Embora essa narrativa de vitimização possa despertar simpatia, ela é politicamente perigosa: retira dos palestinos sua agência e desloca a luta pela justiça para o campo de uma crise humanitária, em vez de reconhecê-la como uma luta política por libertação. El-Kurd sustenta seu argumento recorrendo a diversos exemplos. Entrelaça memórias de sua infância em Cheikh Jarrah, bairro na Jerusalém ocupada, com uma análise crítica mais ampla.

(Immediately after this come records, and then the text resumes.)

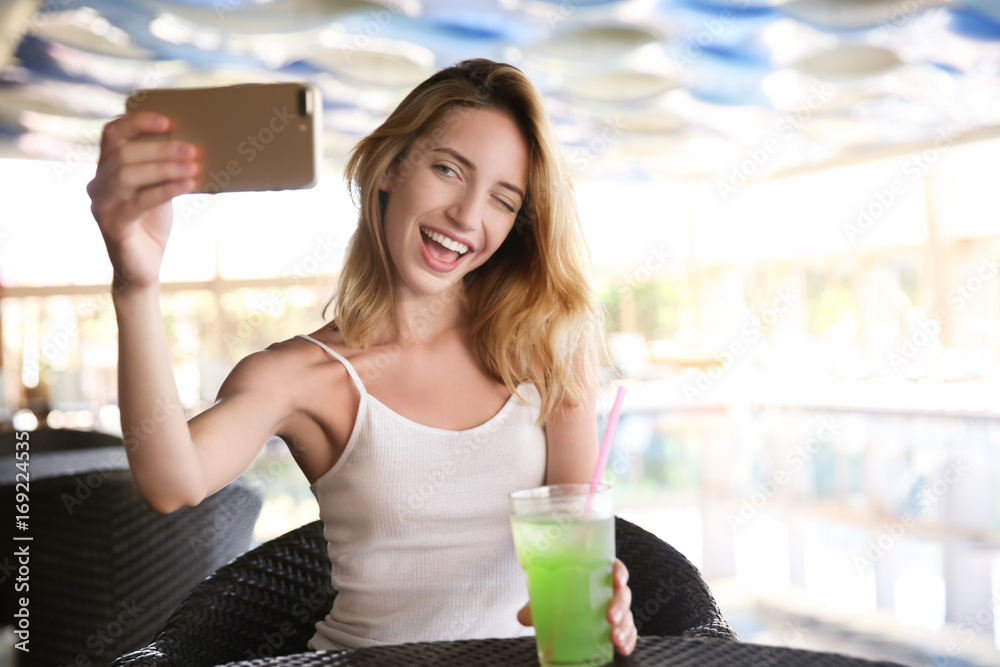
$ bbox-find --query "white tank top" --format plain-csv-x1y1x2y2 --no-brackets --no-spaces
301,335,546,650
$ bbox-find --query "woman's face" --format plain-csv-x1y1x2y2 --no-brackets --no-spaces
379,108,529,295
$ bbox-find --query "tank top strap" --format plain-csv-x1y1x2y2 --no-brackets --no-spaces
295,334,368,396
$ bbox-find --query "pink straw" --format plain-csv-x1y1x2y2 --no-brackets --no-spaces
587,386,625,496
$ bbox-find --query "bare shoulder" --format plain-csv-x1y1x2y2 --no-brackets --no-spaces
219,332,344,398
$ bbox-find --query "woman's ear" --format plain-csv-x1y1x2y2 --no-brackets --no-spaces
378,160,399,192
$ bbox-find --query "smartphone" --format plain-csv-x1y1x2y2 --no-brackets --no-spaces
125,82,323,194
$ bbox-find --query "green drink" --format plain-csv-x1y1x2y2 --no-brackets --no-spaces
511,484,615,667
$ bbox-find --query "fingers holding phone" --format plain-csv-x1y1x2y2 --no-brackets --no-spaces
87,112,199,294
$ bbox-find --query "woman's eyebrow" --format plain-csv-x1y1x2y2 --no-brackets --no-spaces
431,146,524,199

Cita, por exemplo, o assassinato da jornalista Shireen Abu Akleh pelas forças israelenses e a ênfase imediata da mídia ocidental em sua cidadania americana; as diferenças na cobertura internacional entre ucranianos armados contra a invasão russa e palestinos resistindo à ocupação de Gaza e da Cisjordânia; ou ainda a indignação acadêmica diante da famosa imagem de Edward Said atirando uma pedrinha numa guarita esraelense. Combinando memórias pessoais e reportagem, El-Kurd humaniza a luta política, mostrando como histórias individuais se entrelaçam às narrativas nacionais de resistência e sobrevivência.
Nas notas iniciais, El-Kurd estabelece o tom do livro, deixando clara sua intenção de desafiar as narrativas predominantes que exigem dos palestinos uma versão higienizada de sua vitimização para conquistar simpatia. Ele ressalta a importância de expor as experiências palestinas de forma autêntica, sem ceder às expectativas externas. Também esclarece o propósito da obra ao afirmar: “Não considero Vítimas perfeitas uma crítica, por si só. Tampouco o considero um manifesto ou uma monografia. Trata-se, antes, de um questionamento de estratégias e táticas, ideologias e impulsos, hipóteses e crenças, uma infiltração nos discursos dominantes” (p. 20).

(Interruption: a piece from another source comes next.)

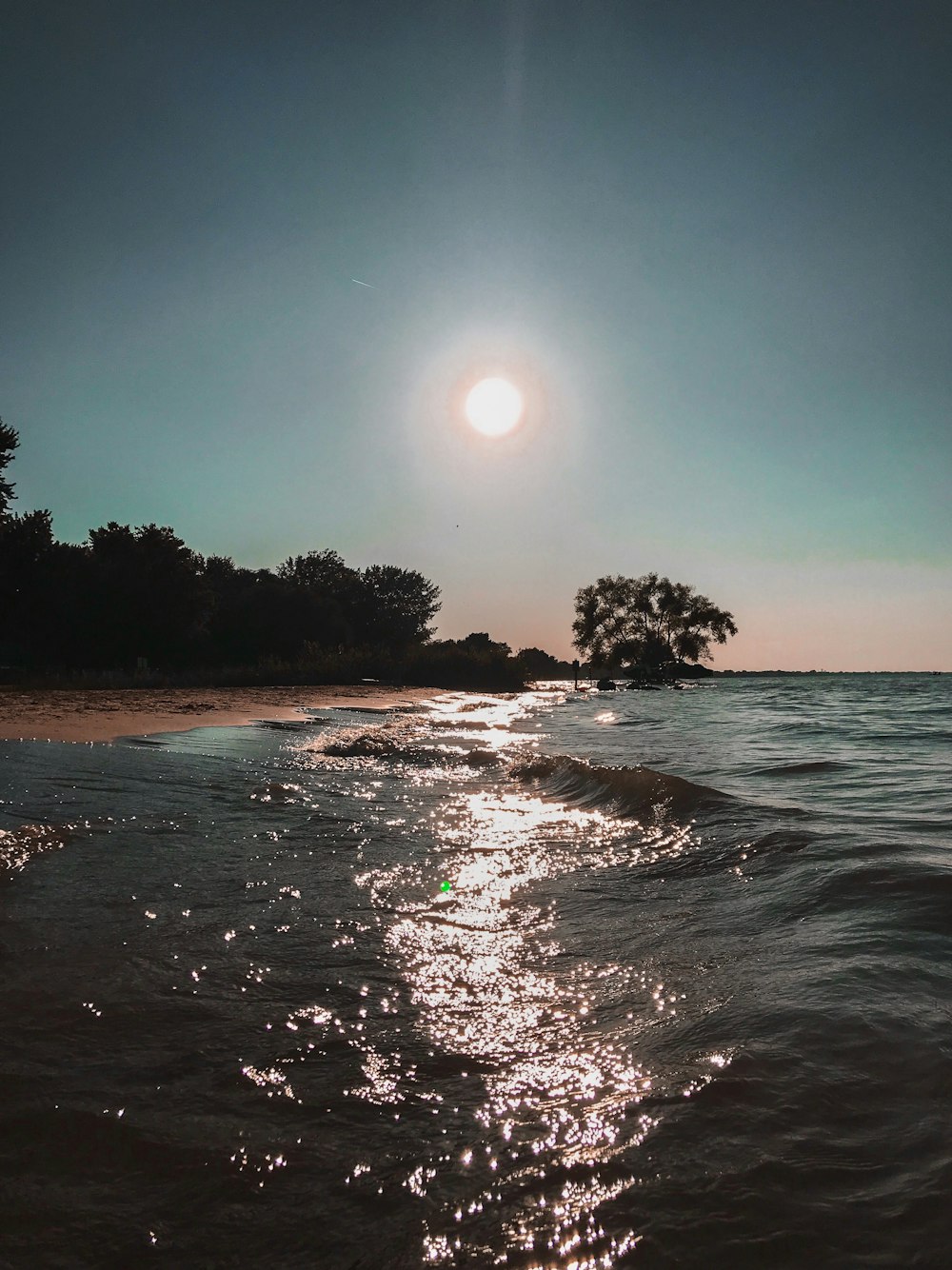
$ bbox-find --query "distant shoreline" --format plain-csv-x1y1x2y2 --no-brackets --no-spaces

Ele evidencia a desumanização dos palestinos no processo de colonização, bem como a forma como são retratados pela mídia ocidental em dois pólos opostos: vítimas ou terroristas. Embora a política do apelo seja uma resposta natural para afastar os palestinos da associação imediata com o terrorismo, ela também pode reforçar as próprias condições de opressão, recorrendo apenas às “ferramentas do mestre” em vez de questionar as narrativas que sustentam o atual regime de apartheid. Essa desumanização não afeta apenas a autopercepção e a psique palestinas, mas serve de justificativa para seu deslocamento e extermínio.

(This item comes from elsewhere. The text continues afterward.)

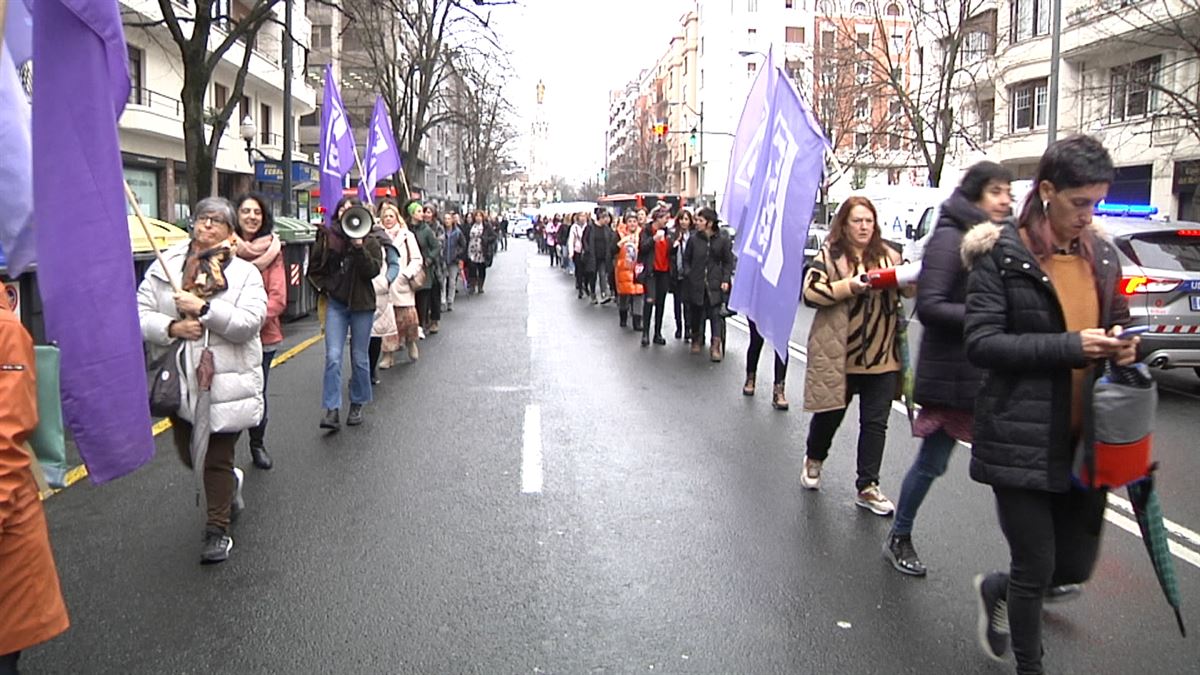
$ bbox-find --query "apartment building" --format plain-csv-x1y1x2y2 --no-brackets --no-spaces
119,0,317,221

A obra de El-Kurd exige uma reflexão radical sobre as formas de representação dos palestinos e sobre os modos como a solidariedade é praticada. Ele confronta a narrativa de vitimização que reduz a agência palestina e, em seu lugar, reivindica uma solidariedade enraizada na luta política, no anti-imperialismo e no reconhecimento da autodeterminação palestina.
Para ativistas, acadêmicos e movimentos comprometidos com projetos anticoloniais e decoloniais, este livro oferece uma estrutura poderosa para compreender a luta palestina. O chamado de El-Kurd por uma solidariedade mais crítica e politicamente engajada é urgente e oportuno, instando a esquerda global a ultrapassar gestos superficiais e a assumir ações concretas que desafiem as estruturas de poder e de imperialismo que sustentam a violência colonial.
Com Vítimas Perfeitas, El-Kurd oferece não apenas uma ferramenta para pensar a descolonização na Palestina, mas também um instrumento para repensar, em escala mais ampla, as noções de resistência, justiça e libertação no século XXI.